From the simulations, we can compute: - Title probability: Fraction of simulations where each team finishes first. - Top-4 probability: Fraction where each team finishes in the top 4 (Champions League). - Relegation probability: Fraction where each team finishes in the bottom 3. - Points distribution: Full distribution of final points totals for each team.

Step 5: Model Evaluation

We evaluate the model using out-of-sample predictions on the second half of the season:

Log-Loss Comparison

Model Log-Loss
Naive baseline (historical frequencies) 1.095
Basic Poisson (no correction) 1.035
Dixon-Coles (no time weighting) 1.022
Dixon-Coles (with time weighting) 1.010
Bookmaker consensus 0.990

The Dixon-Coles model with time weighting comes within 2% of the bookmaker consensus, which aggregates vast amounts of information including team news, market dynamics, and expert opinion.

Calibration

We assess calibration by binning predicted home win probabilities and comparing with observed frequencies. The model shows slight overconfidence for underdogs (predicted 15% home win, observed 18%) and slight underconfidence for favorites (predicted 65% home win, observed 62%).

Key Findings

  1. Home advantage has declined in recent seasons, particularly post-COVID. Our model estimates a home advantage parameter of about 0.22, corresponding to roughly 0.3 extra expected goals per match for the home team.

  2. Team strength parameters stabilize after approximately 10-12 matches. Early-season predictions carry wide uncertainty bands.

  3. The Dixon-Coles correction is small but statistically significant. The estimated $\rho \approx -0.04$ slightly increases the probability of draws relative to the pure independent Poisson model.

  4. Time weighting with a half-life of approximately 40 matches (roughly one season) provides the best out-of-sample performance.

  5. Season simulation reveals that mid-season point leads are less decisive than commonly believed.
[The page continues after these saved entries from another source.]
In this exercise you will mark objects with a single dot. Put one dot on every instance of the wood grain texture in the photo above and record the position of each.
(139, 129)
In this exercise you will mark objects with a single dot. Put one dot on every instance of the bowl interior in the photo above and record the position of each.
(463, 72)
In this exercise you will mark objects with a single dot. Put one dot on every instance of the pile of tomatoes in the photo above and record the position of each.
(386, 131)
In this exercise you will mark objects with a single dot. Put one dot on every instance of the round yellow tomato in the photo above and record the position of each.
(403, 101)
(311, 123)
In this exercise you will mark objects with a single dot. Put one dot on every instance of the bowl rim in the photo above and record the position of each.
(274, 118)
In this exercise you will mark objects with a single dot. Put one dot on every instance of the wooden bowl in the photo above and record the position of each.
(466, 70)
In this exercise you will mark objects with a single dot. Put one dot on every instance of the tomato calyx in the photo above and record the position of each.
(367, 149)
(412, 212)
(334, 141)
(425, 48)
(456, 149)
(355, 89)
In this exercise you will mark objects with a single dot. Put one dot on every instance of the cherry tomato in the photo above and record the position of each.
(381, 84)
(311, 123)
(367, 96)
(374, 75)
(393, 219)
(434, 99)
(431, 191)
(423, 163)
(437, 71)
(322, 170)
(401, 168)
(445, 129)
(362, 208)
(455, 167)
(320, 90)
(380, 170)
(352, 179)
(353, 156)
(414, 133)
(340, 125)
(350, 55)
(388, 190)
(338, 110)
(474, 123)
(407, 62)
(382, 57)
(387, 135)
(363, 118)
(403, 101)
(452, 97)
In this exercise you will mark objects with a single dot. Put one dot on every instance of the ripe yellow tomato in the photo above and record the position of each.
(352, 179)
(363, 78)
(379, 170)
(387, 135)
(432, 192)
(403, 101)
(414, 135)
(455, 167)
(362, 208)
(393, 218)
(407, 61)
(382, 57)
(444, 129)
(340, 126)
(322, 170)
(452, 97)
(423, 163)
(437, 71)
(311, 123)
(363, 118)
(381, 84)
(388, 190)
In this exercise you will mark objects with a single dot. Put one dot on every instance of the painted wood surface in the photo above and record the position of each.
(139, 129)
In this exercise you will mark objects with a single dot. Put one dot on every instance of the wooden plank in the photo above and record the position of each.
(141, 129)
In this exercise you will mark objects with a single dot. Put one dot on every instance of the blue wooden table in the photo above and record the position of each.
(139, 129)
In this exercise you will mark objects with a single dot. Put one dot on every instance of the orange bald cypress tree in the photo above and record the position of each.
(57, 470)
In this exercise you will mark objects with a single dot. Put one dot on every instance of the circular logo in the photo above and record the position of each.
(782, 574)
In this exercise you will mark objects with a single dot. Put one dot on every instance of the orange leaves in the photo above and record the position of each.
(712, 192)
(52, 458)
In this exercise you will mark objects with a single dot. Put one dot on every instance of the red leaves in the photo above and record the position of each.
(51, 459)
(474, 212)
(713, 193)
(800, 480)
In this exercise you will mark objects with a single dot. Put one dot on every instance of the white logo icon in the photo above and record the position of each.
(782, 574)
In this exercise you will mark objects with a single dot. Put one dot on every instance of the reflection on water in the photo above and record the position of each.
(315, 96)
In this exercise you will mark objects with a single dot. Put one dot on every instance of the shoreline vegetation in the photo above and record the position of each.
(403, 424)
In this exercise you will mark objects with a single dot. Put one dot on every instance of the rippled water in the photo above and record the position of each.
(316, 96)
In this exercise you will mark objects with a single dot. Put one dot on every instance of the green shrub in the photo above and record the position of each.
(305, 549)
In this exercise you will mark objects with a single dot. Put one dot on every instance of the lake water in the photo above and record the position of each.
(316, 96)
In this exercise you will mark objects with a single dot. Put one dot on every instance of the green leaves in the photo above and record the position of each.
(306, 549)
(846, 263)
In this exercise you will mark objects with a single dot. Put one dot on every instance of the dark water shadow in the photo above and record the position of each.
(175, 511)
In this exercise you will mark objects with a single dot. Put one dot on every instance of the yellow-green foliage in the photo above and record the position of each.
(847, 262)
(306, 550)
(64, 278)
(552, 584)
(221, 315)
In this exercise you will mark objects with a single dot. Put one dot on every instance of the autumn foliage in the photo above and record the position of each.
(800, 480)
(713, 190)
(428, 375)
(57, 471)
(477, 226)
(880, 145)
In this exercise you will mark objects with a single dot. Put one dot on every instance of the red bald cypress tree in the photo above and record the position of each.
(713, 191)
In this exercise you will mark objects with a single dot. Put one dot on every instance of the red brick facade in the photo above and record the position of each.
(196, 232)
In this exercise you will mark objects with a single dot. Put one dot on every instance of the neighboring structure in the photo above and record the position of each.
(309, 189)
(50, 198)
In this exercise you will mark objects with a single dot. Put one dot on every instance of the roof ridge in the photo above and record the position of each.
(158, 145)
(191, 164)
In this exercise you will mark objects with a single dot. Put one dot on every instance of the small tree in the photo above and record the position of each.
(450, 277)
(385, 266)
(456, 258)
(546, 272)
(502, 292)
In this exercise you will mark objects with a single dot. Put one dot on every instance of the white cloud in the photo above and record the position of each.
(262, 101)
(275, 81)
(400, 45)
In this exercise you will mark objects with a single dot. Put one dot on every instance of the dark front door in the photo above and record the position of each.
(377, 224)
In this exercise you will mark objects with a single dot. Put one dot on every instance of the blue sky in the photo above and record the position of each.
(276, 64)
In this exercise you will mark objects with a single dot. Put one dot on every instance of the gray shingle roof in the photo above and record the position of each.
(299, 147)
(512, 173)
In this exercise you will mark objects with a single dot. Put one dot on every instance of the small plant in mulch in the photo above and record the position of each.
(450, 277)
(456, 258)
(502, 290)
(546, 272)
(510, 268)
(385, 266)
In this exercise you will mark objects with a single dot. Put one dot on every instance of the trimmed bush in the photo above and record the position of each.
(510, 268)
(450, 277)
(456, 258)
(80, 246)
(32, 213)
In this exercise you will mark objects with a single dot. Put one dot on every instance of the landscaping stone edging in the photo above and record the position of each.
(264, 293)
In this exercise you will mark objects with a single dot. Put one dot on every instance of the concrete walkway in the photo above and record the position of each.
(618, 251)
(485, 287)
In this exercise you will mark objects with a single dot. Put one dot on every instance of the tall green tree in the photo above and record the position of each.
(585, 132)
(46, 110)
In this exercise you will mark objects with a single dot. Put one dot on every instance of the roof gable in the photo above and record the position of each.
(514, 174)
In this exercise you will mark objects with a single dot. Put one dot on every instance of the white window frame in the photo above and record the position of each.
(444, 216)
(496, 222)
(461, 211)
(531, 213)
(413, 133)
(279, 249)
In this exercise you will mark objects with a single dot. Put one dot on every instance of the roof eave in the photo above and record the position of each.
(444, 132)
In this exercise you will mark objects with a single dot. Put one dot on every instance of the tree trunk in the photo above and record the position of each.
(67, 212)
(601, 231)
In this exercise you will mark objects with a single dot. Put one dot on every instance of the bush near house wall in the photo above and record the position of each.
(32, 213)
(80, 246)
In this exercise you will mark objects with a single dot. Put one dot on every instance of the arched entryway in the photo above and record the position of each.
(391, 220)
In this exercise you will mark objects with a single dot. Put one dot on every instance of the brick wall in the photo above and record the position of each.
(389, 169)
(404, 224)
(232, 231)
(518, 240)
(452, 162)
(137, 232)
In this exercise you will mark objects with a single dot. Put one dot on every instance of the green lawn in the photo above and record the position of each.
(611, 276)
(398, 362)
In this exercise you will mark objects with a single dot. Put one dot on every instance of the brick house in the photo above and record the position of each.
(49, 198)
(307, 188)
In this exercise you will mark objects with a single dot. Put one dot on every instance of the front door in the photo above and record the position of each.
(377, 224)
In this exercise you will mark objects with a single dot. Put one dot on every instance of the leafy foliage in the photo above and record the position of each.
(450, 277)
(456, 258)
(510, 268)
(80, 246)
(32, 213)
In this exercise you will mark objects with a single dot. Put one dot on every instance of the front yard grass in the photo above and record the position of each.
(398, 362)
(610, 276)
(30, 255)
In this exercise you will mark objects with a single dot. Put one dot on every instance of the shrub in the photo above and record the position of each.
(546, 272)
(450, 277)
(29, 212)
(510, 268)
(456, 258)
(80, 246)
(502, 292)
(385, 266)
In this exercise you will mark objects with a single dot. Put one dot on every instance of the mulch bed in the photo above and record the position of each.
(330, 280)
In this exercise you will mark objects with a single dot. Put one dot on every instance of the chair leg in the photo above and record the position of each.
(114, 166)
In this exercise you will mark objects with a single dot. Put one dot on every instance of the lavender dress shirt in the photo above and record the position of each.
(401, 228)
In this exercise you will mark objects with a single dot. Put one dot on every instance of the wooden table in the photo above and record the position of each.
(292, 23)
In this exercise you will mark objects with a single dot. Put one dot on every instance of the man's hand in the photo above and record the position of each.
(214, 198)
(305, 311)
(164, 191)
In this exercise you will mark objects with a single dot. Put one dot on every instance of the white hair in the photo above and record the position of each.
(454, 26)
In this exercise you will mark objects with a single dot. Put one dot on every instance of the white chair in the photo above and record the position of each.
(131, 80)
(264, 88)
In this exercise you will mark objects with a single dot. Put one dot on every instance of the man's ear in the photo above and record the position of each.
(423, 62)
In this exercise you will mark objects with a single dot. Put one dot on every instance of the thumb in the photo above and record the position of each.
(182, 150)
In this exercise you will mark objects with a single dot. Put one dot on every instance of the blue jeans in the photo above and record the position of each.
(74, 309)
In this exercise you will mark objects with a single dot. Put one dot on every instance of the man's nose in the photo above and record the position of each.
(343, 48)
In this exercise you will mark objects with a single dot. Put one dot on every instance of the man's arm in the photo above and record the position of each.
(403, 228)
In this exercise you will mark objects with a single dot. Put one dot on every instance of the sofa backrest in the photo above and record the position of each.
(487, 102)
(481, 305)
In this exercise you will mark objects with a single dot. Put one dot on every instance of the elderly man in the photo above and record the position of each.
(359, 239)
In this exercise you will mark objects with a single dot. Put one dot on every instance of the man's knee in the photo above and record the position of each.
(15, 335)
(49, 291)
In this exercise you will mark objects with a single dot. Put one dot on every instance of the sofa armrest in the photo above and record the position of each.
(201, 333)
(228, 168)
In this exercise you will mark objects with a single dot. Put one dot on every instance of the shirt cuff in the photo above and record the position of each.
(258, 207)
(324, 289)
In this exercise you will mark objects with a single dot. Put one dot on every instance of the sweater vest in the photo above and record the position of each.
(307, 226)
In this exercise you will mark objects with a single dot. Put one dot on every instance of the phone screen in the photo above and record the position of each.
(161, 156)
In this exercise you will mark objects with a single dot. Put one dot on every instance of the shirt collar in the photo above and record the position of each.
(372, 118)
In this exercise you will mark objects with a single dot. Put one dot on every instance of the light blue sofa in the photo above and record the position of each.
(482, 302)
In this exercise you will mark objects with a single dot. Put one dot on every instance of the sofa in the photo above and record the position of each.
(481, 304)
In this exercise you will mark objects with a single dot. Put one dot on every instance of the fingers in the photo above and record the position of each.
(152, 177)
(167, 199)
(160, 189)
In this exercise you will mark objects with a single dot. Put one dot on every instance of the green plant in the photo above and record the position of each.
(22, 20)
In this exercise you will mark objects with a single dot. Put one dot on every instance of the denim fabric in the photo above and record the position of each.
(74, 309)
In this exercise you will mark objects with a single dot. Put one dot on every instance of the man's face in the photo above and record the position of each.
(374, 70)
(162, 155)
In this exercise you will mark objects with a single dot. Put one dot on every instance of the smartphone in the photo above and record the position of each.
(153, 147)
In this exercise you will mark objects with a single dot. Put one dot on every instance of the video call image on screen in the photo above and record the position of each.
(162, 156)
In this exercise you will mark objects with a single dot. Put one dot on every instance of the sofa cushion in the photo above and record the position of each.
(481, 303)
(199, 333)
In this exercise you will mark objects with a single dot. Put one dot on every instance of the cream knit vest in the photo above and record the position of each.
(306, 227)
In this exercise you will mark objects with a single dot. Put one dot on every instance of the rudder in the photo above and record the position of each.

An 8-point lead at the halfway stage corresponds to approximately a 75% title probability, not the near-certainty that many assume.

Limitations and Extensions

  • The model treats teams as having fixed strength within a season (modulated only by time weighting). A state-space model with match-by-match updates would be more responsive.
  • Player-level information (injuries, suspensions, transfers) is not directly incorporated. Adding key-player availability as a covariate would improve accuracy.
  • The independence assumption between home and away goals, even with the Dixon-Coles correction, is an approximation. A bivariate Poisson or copula-based model could better capture the joint distribution.

Discussion Questions

  1. How would you modify the model to account for a team that makes major signings in the January transfer window?
  2. What additional data sources could improve the model beyond match results?
  3. How would you extend the model to handle a cup competition (knockout format) rather than a league?
  4. If a sporting director wanted to know "What is the probability we finish in the top 4 if we win our next 3 matches?", how would you modify the simulation to answer this conditional question?

Code Reference

The complete implementation is available in code/case-study-code.py and code/example-01-match-prediction.py.